6. Keep natural language definitions for key concepts in a separate file, if recorded at all. This allows for time-inconsistency in operational definitions as well as ignorance of the data entry clerks so that each one can have his own ideas about where in the database the conflict data should go.

7. Minimize the use of database integrity constraints, hence, minimize representing constraints in the ontology to begin with, hence, use a very simple modelling language so you can blame the language for not representing the subject domain adequately.

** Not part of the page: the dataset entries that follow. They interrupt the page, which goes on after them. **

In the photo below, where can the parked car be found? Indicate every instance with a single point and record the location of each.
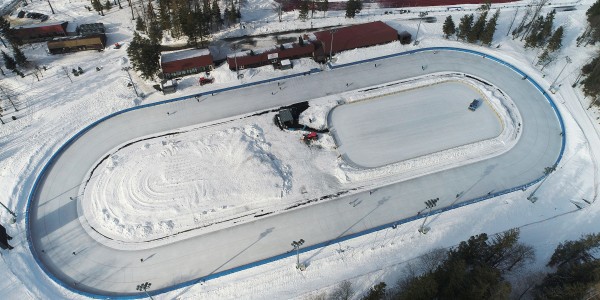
(475, 104)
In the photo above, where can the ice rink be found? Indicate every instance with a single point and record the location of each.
(77, 257)
(392, 128)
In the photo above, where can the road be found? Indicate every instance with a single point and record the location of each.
(68, 254)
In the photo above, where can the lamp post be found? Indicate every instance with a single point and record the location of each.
(331, 46)
(555, 79)
(417, 36)
(296, 245)
(143, 287)
(126, 69)
(429, 204)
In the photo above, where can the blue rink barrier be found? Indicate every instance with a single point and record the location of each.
(308, 248)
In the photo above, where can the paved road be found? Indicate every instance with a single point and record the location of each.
(55, 231)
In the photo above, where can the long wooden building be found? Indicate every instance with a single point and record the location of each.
(262, 57)
(77, 43)
(40, 32)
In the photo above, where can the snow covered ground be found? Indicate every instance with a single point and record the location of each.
(54, 109)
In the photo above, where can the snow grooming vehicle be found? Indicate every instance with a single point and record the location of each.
(475, 104)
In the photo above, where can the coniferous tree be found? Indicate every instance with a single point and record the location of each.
(555, 41)
(9, 62)
(139, 25)
(353, 7)
(531, 41)
(577, 270)
(164, 15)
(593, 18)
(303, 11)
(466, 23)
(20, 58)
(6, 32)
(376, 292)
(490, 28)
(154, 31)
(546, 28)
(324, 6)
(449, 28)
(477, 29)
(144, 55)
(98, 7)
(216, 14)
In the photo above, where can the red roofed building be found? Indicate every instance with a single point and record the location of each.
(355, 36)
(185, 62)
(40, 32)
(257, 58)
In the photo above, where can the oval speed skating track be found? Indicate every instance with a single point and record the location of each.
(97, 269)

I’m not saying all conflict databases use all of these tricks; but some use at least most of them, which ruins credibility of those database of which the analysts actually did try to avoid these pitfalls (assuming there are such databases, that is). Optimism wants me to believe developers did not think of all those issues when designing the database. However, there is a tendency that each conflict researcher compiles his own data set and that each database is built from scratch.

For the current scope, I will set aside the problems with data collection and how to arrive at guesstimated semi-reliable approximations of deaths, severe injuries, rape, torture victims and so forth (see e.g. [3] and appendix B of [4]). Inherent problems with data collection is one thing and difficult to fix, bad modelling and dubious or partial data analysis is a whole different thing and doable to fix. I elaborate on latter claim in the next post.

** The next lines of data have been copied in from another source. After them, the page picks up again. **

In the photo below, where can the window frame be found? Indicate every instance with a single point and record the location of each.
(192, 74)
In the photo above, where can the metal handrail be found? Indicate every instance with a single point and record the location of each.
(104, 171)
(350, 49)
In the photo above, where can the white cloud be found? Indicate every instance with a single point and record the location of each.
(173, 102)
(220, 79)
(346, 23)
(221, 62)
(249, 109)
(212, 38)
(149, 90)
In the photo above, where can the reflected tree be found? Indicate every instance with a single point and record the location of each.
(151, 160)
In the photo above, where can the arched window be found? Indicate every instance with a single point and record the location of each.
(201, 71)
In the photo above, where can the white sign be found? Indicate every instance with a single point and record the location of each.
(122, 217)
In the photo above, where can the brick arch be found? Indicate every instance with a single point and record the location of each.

[1] Barry Smith. Ontology (Science). In: C. Eschenbach and M. Gruninger (eds.), Formal Ontology in Information Systems. Proceedings of FOIS 2008. preprint

[2] Keet, C.M. Factors affecting ontology development in ecology. Data Integration in the Life Sciences 2005 (DILS’05), Ludaescher, B, Raschid, L. (eds.). San Diego, USA, 20-22 July 2005. Lecture Notes in Bioinformatics LNBI 3615, Springer Verlag, 2005. pp46-62.

[3] Taback N (2008 ) The Dirty War Index: Statistical issues, feasibility, and interpretation. PLoS Med 5(12): e248. doi:10.1371/journal.pmed.0050248.

[4] Weinstein, Jeremy M. (2007). Inside rebellion—the politics of insurgent violence. Cambridge University Press. 402p.